The British then did what they did for
administrative convenience with hope that we shall grow as different
people and become one mother, one father, identical triplicates. 100
years later, we have evolved from North / south Nigeria to North, West,
East and Delta region Nigeria to a six political zones with each zone
claiming ability to be a sovereign nation on itself. The expected
identical racial or tribal genome never happened.
Today, we know British miscalculated .
My dear, destruction is always easy. In
the case of dismembering Nigerian components today, the usual will
surely be hectic to achieve. This time around, destruction will prove
as much a huddle as building for the first time.
The North will fight to keep the union.
The West will fight to hold on the marriage called Nigeria. Both need
the East and the Delta states to survive in Nigeria or as sovereign
states.
The East will say, let others try. We tried and failed in the past.
So my brother, we have nowhere to go with disbanding the components of the nation of Nigeria.
On your call for a revolution: I will
wish you a good luck on that too. Remember the mouse and the cat story.
In this case, who will bell the cat? The Igbos, no way. Few understood
the Igbos when they foresaw today's Nigeria in 1967. You know the rest
of the story.
Is it the Yorubas'? Again, recall 1967
to 1970, the story of broken trusts and alignments that were better
imagined than consumated. The Igbos will surely back off from any Yoruba
led revolution.
The Hausas will not lead any such dreams
since it seems the the Hausas, are dominating the leadership and
commerce of the entire nation. I don't see how the Hausas will fight
against a system that puts them in almost total control.
Is it the military? No way about that
in Nigeria today. We passed that phase already. No coup plan in Nigeria
today will go a minute without being published on the Internet. Our
military boys are more comfortable earning money without the hassle of
dealing with our national problems outside their barracks.
Shall we do with Arab spring style
revolutions? That again can only work in Arab nations and not in
Nigeria. Who in Nigeria can you convince to risk their lives for others
in the manner the Arabs would do.
Our Christians do not believe in
martyrdom, as such they won't have any incentives to risk death on the
streets of Owerri or Abuja.
Our Muslims already have their army -Boko Haram doing some of their dirty jokes in harassing us to submission.
What option do we have?
1 there will be no revolution of the nature you are calling for.
2 we will rather seek some ethical or
moral revolution aimed at developing leaders that are much more less
Nigerian than usual. That would mean leaders that will be more human,
non selfish, less dubious, more loving, and progress oriented.

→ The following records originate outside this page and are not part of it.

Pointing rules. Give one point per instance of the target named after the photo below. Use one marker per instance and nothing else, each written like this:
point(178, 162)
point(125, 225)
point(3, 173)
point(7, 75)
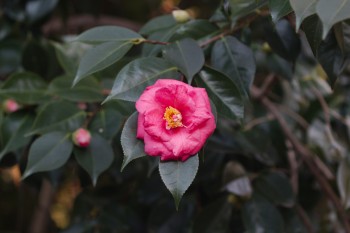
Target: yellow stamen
point(173, 118)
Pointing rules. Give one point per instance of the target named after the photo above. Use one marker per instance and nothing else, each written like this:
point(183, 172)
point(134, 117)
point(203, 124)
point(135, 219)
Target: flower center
point(173, 118)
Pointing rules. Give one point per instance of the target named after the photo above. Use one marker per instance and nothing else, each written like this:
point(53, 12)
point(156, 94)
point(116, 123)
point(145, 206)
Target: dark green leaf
point(332, 12)
point(133, 148)
point(87, 90)
point(108, 34)
point(260, 215)
point(96, 158)
point(144, 72)
point(100, 57)
point(275, 187)
point(157, 23)
point(223, 92)
point(303, 9)
point(279, 9)
point(48, 152)
point(236, 60)
point(13, 129)
point(178, 176)
point(106, 122)
point(25, 87)
point(58, 116)
point(186, 55)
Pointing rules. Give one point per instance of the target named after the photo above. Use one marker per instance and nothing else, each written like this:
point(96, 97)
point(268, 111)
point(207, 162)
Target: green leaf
point(158, 23)
point(100, 57)
point(106, 122)
point(48, 152)
point(276, 188)
point(13, 129)
point(103, 34)
point(236, 60)
point(87, 90)
point(96, 158)
point(223, 92)
point(279, 9)
point(260, 215)
point(186, 55)
point(133, 148)
point(178, 176)
point(144, 72)
point(25, 87)
point(303, 9)
point(332, 12)
point(58, 116)
point(343, 182)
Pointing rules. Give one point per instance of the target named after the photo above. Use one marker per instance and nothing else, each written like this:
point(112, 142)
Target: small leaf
point(108, 33)
point(178, 176)
point(186, 55)
point(58, 116)
point(223, 92)
point(343, 182)
point(236, 60)
point(48, 152)
point(25, 87)
point(260, 215)
point(279, 9)
point(144, 72)
point(13, 129)
point(332, 12)
point(302, 10)
point(276, 188)
point(87, 90)
point(133, 148)
point(100, 57)
point(96, 158)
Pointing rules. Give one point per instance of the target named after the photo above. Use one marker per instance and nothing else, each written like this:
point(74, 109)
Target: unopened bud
point(82, 137)
point(11, 105)
point(181, 16)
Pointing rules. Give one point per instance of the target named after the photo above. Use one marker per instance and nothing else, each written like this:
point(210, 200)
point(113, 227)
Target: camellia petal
point(175, 119)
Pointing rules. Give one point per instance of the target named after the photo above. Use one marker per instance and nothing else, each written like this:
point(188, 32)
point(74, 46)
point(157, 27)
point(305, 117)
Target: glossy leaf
point(100, 57)
point(178, 176)
point(144, 72)
point(58, 116)
point(157, 23)
point(25, 87)
point(303, 9)
point(186, 55)
point(279, 9)
point(236, 60)
point(107, 34)
point(96, 158)
point(332, 12)
point(48, 152)
point(13, 129)
point(275, 187)
point(223, 92)
point(260, 215)
point(343, 182)
point(87, 90)
point(133, 148)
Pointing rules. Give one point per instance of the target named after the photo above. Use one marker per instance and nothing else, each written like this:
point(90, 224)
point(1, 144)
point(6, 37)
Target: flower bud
point(10, 105)
point(82, 137)
point(181, 16)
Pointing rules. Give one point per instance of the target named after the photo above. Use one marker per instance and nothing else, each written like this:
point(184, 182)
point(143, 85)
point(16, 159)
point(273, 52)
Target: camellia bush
point(236, 122)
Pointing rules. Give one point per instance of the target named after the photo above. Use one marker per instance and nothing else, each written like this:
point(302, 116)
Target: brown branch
point(307, 156)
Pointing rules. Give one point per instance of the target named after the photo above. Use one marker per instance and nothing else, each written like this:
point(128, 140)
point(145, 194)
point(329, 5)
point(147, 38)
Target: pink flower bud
point(10, 105)
point(81, 137)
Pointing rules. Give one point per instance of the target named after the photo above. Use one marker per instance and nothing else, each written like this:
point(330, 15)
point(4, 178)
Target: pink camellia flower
point(10, 105)
point(175, 119)
point(81, 137)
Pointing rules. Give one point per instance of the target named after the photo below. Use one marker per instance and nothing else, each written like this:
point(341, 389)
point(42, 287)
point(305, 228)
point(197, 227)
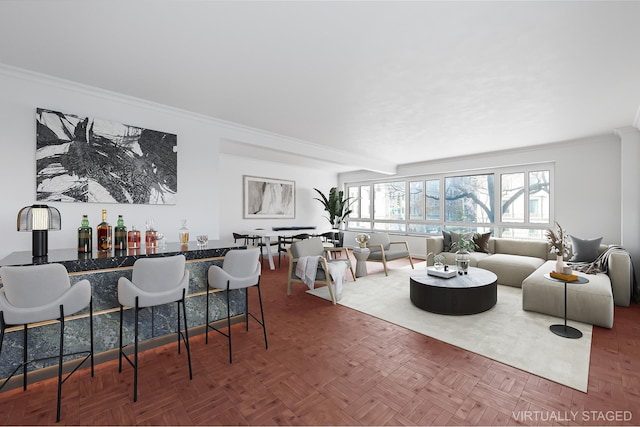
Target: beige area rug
point(505, 333)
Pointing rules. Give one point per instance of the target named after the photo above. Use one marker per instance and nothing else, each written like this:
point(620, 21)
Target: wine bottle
point(183, 233)
point(133, 238)
point(85, 237)
point(105, 233)
point(151, 235)
point(120, 235)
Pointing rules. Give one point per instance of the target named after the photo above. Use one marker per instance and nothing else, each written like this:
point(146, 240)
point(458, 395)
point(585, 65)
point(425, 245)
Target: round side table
point(564, 330)
point(361, 255)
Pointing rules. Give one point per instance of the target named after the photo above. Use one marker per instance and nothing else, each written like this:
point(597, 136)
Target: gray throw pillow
point(585, 250)
point(455, 238)
point(447, 241)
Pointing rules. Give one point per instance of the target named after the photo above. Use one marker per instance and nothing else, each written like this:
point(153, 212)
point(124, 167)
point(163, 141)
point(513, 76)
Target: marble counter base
point(43, 339)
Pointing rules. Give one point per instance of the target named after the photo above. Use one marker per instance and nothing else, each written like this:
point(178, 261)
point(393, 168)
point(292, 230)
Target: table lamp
point(39, 219)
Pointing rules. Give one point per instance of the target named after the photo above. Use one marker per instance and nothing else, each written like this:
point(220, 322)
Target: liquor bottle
point(151, 235)
point(133, 238)
point(120, 235)
point(85, 236)
point(105, 232)
point(183, 233)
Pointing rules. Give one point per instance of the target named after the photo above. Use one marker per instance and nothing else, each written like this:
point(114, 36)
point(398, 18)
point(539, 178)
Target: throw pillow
point(455, 238)
point(482, 242)
point(447, 241)
point(585, 250)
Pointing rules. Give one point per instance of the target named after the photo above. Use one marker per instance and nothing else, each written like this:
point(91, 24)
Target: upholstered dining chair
point(314, 247)
point(39, 293)
point(240, 270)
point(382, 249)
point(246, 239)
point(154, 282)
point(285, 242)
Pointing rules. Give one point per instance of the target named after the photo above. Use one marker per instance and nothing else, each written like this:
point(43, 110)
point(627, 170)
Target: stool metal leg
point(246, 307)
point(135, 363)
point(24, 358)
point(264, 327)
point(120, 353)
point(206, 328)
point(60, 363)
point(91, 331)
point(186, 331)
point(229, 324)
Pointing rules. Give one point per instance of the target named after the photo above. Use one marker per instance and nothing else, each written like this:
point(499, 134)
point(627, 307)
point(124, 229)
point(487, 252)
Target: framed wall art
point(83, 159)
point(268, 198)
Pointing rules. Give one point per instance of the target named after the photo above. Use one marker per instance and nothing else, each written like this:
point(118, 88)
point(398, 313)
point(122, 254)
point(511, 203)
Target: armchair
point(314, 247)
point(382, 249)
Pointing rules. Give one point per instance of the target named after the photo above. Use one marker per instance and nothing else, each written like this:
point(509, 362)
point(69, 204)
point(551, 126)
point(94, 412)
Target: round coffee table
point(463, 294)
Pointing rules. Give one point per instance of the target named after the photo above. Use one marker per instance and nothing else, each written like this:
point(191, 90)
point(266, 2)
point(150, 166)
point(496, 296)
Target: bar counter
point(103, 271)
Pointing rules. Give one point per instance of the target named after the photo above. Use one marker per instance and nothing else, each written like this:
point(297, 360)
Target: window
point(389, 200)
point(509, 202)
point(469, 199)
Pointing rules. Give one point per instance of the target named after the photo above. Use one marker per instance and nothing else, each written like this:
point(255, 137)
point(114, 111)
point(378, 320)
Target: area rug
point(505, 333)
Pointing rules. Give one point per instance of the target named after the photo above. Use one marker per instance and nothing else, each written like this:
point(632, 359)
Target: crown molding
point(229, 130)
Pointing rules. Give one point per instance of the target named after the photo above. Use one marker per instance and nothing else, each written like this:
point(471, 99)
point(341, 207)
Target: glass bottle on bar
point(133, 238)
point(183, 233)
point(120, 235)
point(85, 236)
point(105, 233)
point(151, 235)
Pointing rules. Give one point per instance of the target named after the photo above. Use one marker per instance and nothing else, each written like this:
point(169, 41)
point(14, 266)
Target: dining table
point(272, 234)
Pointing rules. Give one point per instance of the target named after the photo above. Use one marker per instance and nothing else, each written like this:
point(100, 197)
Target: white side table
point(361, 255)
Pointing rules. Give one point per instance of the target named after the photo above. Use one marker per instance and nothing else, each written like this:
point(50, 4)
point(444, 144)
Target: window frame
point(498, 226)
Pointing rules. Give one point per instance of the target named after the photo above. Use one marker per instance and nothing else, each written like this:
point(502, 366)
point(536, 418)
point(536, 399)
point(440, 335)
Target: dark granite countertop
point(75, 262)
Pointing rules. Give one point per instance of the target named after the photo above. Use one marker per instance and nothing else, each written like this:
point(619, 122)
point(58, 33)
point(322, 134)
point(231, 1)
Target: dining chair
point(240, 270)
point(154, 282)
point(39, 293)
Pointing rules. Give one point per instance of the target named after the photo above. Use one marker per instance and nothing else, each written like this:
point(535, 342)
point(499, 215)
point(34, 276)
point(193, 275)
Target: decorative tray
point(445, 274)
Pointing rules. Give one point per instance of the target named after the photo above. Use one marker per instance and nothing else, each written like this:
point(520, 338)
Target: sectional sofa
point(523, 264)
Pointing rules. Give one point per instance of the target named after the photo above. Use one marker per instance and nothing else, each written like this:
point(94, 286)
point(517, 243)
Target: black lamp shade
point(39, 219)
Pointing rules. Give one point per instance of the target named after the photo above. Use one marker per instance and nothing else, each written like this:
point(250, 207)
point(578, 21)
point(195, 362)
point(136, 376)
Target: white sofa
point(523, 263)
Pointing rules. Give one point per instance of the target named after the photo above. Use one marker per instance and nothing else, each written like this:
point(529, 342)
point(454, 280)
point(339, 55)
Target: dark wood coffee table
point(463, 294)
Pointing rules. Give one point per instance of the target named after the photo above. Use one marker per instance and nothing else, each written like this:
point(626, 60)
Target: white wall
point(209, 191)
point(588, 194)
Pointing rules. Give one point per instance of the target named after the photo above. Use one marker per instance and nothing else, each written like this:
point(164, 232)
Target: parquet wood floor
point(330, 365)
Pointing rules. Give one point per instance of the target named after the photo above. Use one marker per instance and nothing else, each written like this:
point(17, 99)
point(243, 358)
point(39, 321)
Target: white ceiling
point(380, 83)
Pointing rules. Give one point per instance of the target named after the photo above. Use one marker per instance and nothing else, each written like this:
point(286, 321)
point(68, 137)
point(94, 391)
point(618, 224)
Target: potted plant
point(438, 261)
point(337, 207)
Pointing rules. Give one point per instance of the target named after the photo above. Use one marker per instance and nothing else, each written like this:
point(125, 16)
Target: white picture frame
point(268, 198)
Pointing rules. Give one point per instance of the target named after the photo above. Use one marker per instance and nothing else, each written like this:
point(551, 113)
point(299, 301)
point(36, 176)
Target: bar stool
point(154, 282)
point(41, 293)
point(240, 270)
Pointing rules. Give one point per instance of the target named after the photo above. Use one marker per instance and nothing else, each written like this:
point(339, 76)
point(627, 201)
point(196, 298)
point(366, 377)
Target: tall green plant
point(336, 205)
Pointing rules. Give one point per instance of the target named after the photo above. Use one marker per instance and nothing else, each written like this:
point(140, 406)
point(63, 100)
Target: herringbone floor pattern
point(330, 365)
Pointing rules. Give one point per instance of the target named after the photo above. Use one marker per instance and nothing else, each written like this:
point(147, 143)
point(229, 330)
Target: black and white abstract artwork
point(269, 198)
point(82, 159)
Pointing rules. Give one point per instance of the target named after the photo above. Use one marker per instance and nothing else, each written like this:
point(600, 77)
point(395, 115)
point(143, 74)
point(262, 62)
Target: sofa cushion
point(482, 242)
point(446, 236)
point(474, 258)
point(589, 303)
point(510, 269)
point(531, 248)
point(585, 250)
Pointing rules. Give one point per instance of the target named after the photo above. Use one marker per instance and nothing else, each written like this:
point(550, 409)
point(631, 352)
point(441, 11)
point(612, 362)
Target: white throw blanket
point(338, 271)
point(307, 268)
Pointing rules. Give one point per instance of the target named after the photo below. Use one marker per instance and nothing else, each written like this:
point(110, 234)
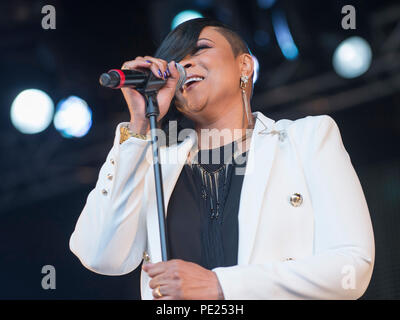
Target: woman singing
point(256, 208)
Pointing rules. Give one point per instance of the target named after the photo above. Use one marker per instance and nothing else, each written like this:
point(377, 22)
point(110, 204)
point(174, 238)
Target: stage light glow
point(352, 57)
point(31, 111)
point(262, 38)
point(185, 16)
point(256, 69)
point(73, 117)
point(283, 36)
point(266, 4)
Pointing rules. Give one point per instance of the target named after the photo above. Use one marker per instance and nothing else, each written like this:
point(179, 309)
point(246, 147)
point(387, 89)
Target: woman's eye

3 ensure we have a strong public
advocacy group that can sue the government for any mal-governance, any
officer that steals from the public should be sued.
4 repeal the part of the constitution that grants immunity from persecution of sitting politicians .
5 a more honest judiciary that is fully independent of the executive.
6 ensure people of suspicious characters, or proven ones never win election again.
Concluding, we have a lot to gain by
exercising some patience while we work on training our populace to learn
to take their government policy problems to the government instead of
their churches.
The most we can loose is our freedom to do this, venting out our anger on our government by means such as publishing them.
Next presidential election can begin this process. Why don't we begin with that?"